- Based on: The Beach House by Mary Alice Monroe
- Written by: Maria Nation
- Directed by: Roger Spottiswoode
- Starring: Minka Kelly Andie MacDowell Chad Michael Murray
- Music by: Valerie Biggin
- Country of origin: United States
- Original language: English

Production
- Producers: Ron French Stephen Harmaty Andie MacDowell Brian Pitt Dan Wigutow
- Cinematography: Peter Wunstorf
- Editors: Dominique Fortin Jason Pielak

Original release
- Network: Hallmark Channel
- Release: April 28, 2018

= The Beach House (2018 film) =

The Beach House is a 2018 American made-for-television drama film directed by Roger Spottiswoode based on the 2002 novel by Mary Alice Monroe. It stars Minka Kelly, Andie MacDowell, Chad Michael Murray, Donna Biscoe and Makenzie Vega.

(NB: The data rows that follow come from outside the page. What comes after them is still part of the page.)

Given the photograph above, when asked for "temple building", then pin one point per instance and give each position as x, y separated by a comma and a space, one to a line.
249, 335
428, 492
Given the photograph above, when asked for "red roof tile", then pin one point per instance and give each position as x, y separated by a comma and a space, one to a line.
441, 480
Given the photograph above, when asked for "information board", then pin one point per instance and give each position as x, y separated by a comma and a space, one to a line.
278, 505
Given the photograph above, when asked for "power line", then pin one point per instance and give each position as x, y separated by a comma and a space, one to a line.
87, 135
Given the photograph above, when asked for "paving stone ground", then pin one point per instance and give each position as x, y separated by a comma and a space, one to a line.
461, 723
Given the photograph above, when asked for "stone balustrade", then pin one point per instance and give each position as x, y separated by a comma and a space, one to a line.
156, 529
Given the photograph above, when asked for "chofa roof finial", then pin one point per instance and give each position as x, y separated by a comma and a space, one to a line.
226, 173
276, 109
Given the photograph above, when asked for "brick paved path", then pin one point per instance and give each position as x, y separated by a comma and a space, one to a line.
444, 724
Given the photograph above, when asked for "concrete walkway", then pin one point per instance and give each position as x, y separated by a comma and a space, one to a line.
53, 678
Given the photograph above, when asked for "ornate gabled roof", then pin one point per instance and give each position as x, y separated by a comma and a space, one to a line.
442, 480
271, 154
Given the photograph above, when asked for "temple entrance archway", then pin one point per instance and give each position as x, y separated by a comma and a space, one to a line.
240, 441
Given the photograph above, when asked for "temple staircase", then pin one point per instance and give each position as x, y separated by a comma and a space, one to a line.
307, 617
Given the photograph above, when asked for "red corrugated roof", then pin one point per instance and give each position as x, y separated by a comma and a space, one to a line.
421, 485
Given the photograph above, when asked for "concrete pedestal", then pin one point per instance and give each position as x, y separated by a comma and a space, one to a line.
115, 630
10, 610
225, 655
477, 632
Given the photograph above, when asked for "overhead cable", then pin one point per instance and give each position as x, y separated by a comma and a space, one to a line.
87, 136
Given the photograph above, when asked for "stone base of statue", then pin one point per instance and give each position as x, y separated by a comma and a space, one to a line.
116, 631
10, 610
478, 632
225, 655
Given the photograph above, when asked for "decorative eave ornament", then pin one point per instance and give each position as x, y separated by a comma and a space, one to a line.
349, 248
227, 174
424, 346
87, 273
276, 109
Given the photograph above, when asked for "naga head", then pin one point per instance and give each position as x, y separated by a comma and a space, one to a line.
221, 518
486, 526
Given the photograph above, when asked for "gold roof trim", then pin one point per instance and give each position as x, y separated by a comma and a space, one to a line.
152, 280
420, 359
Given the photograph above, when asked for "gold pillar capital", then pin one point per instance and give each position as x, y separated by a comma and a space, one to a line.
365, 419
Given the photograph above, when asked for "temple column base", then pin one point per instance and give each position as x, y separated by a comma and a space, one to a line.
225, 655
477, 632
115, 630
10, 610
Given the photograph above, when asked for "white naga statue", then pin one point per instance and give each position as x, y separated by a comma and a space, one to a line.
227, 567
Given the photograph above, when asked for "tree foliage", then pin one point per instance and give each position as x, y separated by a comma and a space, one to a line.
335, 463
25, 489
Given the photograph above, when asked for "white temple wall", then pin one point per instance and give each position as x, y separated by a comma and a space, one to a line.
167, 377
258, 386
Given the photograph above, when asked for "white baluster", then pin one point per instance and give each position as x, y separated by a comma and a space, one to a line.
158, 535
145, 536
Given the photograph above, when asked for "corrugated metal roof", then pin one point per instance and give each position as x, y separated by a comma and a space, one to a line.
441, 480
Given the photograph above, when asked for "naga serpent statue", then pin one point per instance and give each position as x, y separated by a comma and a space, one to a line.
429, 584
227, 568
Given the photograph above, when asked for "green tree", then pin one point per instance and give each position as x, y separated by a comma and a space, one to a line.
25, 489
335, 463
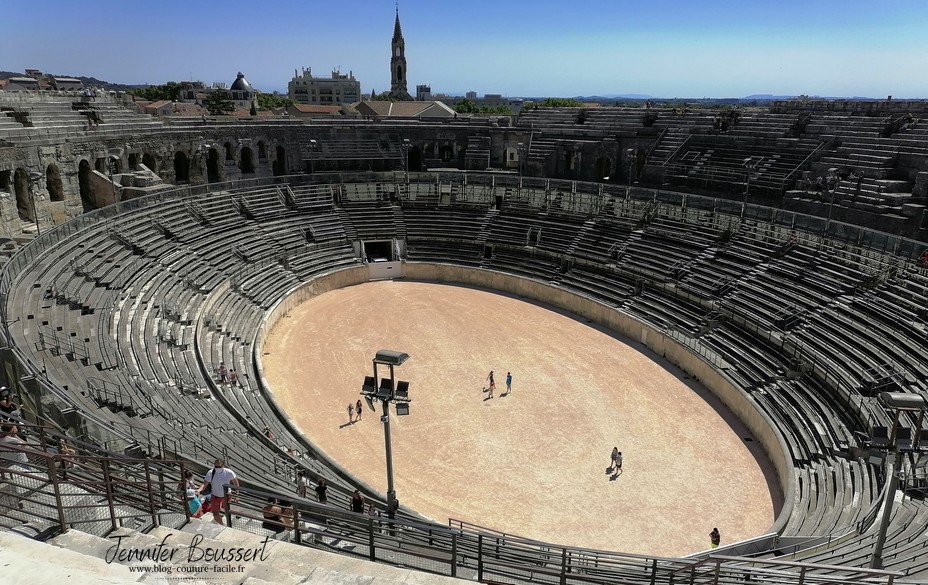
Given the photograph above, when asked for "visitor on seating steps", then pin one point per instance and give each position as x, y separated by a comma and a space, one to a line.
217, 478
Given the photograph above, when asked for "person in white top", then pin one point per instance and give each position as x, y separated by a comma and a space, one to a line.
217, 478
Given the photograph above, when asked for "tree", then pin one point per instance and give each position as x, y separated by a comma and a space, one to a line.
153, 93
217, 103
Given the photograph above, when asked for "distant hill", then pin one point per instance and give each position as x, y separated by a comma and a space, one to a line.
87, 81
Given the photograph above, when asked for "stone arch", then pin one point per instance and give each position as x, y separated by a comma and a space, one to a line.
511, 156
603, 168
88, 199
23, 200
280, 161
53, 183
212, 166
247, 165
414, 159
181, 168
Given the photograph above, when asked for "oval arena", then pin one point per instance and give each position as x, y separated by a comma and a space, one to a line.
749, 341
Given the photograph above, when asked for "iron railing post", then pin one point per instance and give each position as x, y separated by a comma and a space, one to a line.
153, 510
480, 557
108, 482
59, 505
372, 554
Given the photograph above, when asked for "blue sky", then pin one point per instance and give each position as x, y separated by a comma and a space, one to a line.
666, 48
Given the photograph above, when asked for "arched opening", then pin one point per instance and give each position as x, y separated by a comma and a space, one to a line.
149, 162
212, 166
248, 165
280, 162
23, 202
603, 168
53, 183
512, 157
88, 201
415, 159
181, 168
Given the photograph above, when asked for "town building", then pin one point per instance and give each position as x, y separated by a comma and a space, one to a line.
324, 91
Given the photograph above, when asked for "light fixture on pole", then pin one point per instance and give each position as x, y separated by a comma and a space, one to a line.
388, 390
900, 442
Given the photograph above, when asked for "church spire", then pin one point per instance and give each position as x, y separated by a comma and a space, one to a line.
397, 30
398, 90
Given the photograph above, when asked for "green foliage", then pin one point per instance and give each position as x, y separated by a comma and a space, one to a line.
218, 103
153, 93
559, 103
269, 101
465, 106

Returning to her family beach house upon her mother Lovie's request, Caretta plans to soon return to Chicago until unexpected events change her mind.

==Plot==
Caretta "Cara" Rudland loses her advertising job in Chicago and returns to the family beach house in South Carolina at the request of her mother Lovie. Not long after Cara arrives, Lovie tries to set her up with an old flame, Brett Beauchamps. Having just gotten out of a relationship and not planning on staying for very long, Cara resists.

Lovie works with her friend Flo and other locals to protect wild sea turtles during their spawning cycle. Cara has always resented her mother's devotion to the turtles (Lovie went so far as to source the name "Caretta" from the scientific name for loggerheads). Cara is also initially jealous when she meets Toy Sooner, a single, pregnant 20-year-old whom Lovie has taken in.

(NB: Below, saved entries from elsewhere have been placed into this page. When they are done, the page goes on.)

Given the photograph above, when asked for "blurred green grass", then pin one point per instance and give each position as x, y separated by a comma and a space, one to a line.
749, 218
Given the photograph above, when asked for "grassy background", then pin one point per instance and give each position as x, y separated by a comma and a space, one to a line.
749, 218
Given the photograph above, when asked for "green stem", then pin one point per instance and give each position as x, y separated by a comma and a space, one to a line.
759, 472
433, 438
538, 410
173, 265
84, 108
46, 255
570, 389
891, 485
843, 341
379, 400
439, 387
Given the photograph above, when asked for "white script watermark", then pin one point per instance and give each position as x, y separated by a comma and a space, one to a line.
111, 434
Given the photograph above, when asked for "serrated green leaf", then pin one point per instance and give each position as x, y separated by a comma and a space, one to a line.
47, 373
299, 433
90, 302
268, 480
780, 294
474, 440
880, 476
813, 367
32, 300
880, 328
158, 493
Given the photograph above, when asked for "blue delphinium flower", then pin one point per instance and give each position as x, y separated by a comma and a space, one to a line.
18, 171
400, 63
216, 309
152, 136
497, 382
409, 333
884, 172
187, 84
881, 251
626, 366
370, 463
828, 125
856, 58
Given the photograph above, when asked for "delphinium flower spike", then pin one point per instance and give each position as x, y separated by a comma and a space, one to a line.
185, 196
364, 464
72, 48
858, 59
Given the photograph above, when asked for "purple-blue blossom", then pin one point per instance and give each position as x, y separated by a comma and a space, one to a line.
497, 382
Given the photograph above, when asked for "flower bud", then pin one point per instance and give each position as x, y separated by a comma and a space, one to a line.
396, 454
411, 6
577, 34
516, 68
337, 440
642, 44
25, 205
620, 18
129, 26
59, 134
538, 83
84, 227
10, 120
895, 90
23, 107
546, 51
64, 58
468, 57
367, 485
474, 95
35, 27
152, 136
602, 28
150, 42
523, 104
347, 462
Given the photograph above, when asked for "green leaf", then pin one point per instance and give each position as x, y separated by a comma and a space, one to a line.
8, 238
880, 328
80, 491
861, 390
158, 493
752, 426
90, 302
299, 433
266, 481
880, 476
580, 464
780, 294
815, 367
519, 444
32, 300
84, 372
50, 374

In addition, Cara must contend with Palmer, her assertive, ambitious brother. Their relationship is tense, as he resents her for moving to Chicago and leaving him to deal with their late father, who was a domineering man. He announces plans to move Lovie in with his family and put up condos on the property where the beach house currently stands. Cara and Lovie object, but Palmer refuses to listen.

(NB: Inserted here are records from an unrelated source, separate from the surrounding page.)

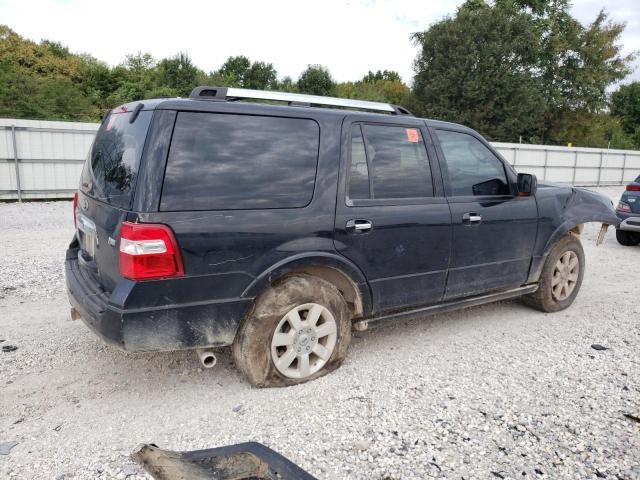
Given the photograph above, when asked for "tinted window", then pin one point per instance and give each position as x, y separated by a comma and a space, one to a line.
399, 162
220, 162
359, 170
111, 169
473, 168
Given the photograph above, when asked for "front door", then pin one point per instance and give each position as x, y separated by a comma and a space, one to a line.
391, 218
494, 230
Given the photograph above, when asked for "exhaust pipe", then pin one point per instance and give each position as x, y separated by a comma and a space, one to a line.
207, 357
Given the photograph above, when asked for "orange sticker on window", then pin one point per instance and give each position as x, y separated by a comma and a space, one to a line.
412, 135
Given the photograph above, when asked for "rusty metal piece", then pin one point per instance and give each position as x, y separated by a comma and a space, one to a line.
244, 461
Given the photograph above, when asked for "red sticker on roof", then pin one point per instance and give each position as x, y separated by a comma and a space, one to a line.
412, 135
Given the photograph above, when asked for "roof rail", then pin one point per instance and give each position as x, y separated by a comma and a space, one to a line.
297, 99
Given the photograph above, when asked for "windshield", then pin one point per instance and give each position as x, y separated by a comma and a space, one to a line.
110, 172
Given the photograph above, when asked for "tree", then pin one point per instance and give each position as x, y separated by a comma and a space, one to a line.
477, 68
517, 68
235, 69
625, 105
316, 80
261, 76
391, 91
389, 75
178, 73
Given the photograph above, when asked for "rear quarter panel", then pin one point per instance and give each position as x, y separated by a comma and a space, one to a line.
225, 251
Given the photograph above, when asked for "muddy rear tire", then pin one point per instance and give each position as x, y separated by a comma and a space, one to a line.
298, 330
561, 276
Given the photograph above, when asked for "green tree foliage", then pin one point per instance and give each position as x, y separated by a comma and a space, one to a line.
316, 80
240, 72
178, 73
389, 75
508, 68
519, 68
625, 105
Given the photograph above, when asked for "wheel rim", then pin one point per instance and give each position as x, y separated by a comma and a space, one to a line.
304, 340
565, 276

When Lovie reveals that she has terminal cancer and likely will not live much longer, Cara attempts to restore their relationship. She helps out by fixing up the house and marking the turtles' nests on the beach. Faced with the reality of death, Lovie finds the courage to stand up to Palmer, taking back control of her finances and planning to leave the beach house to Cara.

During a hurricane, Flo digs up the turtle eggs, despite it being illegal, and brings them to the beach house for safe keeping. Toy is rescued from the elements by Brett before she gives birth three weeks early. After the hurricane, they all reunite. Cara and Brett rekindle their romance, Palmer comes to terms with his mother's wishes and cancer diagnosis, and Lovie and Flo rebury the turtle eggs on the beach. At the end of the summer, Lovie dies peacefully.

One year later Cara is still living in South Carolina, is in a loving relationship with Brett, and helps oversee the turtles hatching.

==Production and release==
The film is adapted from Mary Alice Monroe's 2002 novel The Beach House. It was broadcast on the Hallmark Channel with a TV-G rating at 9:00 p.m. on April 28, 2018.